The Bioperl BioCORBA server and client bindings are available in the
bioperl-corba-server and bioperl-corba-client bioperl CVS repositories
respecitively. (see http://cvs.bioperl.org/
for more information).
Ensembl :
Ensembl is an ambitious automated-genome-annotation project at EBI. Much of
Ensembl\'s code is based on bioperl, and Ensembl developers, in turn, have
contributed significant pieces of code to bioperl. In particular, the bioperl
code for automated sequence annotation has been largely contributed by Ensembl
developers. Describing Ensembl and its capabilities is far beyond the scope of
this tutorial The interested reader is referred to the Ensembl website at http://www.ensembl.org/.
bioperl-db:
Bioperl-db is a relatively new project intended to transfer some of Ensembl's
capability of integrating bioperl syntax with a standalone Mysql database ( http://www.mysql.com
) to the bioperl code-base. More details on bioperl-db can be found in the
bioperl-db CVS directory at http://cvs.bioperl.org/cgi-bin/viewcvs/viewcvs.cgi/bioperl-db/?cvsroot=bioperl
. It is worth mentioning that most of the bioperl objects mentioned above
map directly to tables in the bioperl-db schema. Therefore object data such as
sequences, their features, and annotations can be easily loaded into the
databases, as in $loader->store($newid,$seqobj) Similarly one can query the
database in a variety of ways and retrieve arrays of Seq objects. See
biodatabases.pod, Bio::DB::SQL::SeqAdaptor, Bio::DB::SQL::QueryConstraint, and
Bio::DB::SQL::BioQuery for examples.
Biopython
and biojava:
Biopython and biojava are open source projects with very similar goals to
bioperl. However their code is implemented in python and java, respectively.

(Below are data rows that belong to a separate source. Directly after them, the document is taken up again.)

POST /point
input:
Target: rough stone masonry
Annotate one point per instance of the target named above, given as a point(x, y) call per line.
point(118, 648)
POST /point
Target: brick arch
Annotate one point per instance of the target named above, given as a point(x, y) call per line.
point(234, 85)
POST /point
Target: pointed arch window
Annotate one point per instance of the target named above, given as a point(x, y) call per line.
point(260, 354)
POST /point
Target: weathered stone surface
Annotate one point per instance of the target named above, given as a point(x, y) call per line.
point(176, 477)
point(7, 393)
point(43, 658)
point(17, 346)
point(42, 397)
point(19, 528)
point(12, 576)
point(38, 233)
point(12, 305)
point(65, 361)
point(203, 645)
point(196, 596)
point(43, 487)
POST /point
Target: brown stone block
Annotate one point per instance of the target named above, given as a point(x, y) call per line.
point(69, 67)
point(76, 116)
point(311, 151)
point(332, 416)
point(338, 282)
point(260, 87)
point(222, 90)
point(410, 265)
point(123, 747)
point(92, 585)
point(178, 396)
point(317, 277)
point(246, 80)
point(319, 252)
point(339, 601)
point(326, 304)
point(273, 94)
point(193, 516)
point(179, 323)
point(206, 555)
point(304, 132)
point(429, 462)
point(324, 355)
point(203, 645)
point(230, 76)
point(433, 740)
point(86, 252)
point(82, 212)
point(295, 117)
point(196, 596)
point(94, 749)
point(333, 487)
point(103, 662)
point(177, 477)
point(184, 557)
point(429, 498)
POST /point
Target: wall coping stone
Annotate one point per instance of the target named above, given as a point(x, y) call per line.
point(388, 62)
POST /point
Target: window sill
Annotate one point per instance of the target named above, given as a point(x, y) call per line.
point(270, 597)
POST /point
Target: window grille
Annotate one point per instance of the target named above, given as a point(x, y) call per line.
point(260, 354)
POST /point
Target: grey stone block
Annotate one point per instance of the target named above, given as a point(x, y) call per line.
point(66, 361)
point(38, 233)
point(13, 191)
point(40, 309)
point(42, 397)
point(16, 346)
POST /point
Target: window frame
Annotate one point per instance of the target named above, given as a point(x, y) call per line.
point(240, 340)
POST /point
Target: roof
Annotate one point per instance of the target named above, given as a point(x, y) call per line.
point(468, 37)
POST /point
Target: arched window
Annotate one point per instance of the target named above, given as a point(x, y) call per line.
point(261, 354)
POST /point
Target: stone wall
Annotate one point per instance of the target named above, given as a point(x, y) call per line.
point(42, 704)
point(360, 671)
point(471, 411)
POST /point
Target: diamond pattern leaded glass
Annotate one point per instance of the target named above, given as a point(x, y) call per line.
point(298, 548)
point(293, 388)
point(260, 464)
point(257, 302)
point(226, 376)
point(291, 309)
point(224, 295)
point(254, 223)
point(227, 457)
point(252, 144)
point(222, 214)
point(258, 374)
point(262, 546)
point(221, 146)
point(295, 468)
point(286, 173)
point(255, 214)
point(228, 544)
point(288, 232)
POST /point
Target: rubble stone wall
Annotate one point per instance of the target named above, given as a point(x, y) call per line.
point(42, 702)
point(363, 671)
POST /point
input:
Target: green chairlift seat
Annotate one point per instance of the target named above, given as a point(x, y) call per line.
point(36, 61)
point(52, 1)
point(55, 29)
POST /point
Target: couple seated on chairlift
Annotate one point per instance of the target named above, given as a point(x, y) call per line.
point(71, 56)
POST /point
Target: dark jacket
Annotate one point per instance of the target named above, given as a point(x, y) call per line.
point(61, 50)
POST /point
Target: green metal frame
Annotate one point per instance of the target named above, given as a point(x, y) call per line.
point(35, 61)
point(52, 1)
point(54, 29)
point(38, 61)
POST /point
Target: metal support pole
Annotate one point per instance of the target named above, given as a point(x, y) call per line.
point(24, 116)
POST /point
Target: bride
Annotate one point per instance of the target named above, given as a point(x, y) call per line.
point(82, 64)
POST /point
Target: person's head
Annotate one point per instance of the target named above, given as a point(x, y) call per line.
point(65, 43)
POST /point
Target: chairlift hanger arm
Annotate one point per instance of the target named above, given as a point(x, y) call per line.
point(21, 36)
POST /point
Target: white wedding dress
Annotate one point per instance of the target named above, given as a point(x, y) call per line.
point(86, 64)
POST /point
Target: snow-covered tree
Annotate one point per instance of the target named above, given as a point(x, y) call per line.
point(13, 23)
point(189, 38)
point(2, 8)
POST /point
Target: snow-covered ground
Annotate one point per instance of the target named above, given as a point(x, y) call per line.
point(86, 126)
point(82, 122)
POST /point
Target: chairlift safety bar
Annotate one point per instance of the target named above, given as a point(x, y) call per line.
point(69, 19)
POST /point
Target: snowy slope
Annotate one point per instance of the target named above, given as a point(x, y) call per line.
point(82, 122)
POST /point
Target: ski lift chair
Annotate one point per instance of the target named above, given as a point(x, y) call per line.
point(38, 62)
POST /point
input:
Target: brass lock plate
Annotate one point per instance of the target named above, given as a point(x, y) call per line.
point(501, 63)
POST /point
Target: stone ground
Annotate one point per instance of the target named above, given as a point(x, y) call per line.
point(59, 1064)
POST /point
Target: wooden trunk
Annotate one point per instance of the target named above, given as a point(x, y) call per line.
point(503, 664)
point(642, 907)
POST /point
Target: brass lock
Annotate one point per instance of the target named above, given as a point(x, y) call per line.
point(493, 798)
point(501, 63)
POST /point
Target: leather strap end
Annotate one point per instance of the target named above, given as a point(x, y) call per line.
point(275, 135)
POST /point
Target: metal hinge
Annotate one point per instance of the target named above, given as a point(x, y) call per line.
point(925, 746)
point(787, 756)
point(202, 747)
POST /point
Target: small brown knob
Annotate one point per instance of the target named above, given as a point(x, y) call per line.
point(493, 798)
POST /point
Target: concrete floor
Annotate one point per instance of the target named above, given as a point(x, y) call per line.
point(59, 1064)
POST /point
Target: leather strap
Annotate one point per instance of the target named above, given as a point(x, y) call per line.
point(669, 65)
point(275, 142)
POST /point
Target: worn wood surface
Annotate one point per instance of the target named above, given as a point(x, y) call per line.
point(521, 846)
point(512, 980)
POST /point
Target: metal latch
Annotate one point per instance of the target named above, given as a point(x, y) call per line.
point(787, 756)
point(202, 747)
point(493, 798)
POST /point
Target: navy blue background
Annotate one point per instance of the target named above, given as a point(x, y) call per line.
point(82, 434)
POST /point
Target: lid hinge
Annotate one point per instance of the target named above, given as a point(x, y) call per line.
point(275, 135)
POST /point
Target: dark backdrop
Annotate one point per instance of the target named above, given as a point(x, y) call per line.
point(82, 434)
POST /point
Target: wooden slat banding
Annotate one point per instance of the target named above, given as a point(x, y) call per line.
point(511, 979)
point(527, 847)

With the development of interface objects and biocorba, it is possible to
write java or python objects which can be accessed by a bioperl script, or to
call bioperl objects from java or python code. Since biopython and biojava are
more recent projects than bioperl, most effort to date has been to port
bioperl functionality to biopython and biojava rather than the other way
around. However, in the future, some bioinformatics tasks may prove to be more
effectively implemented in java or python in which case being able to call
them from within bioperl will become more important.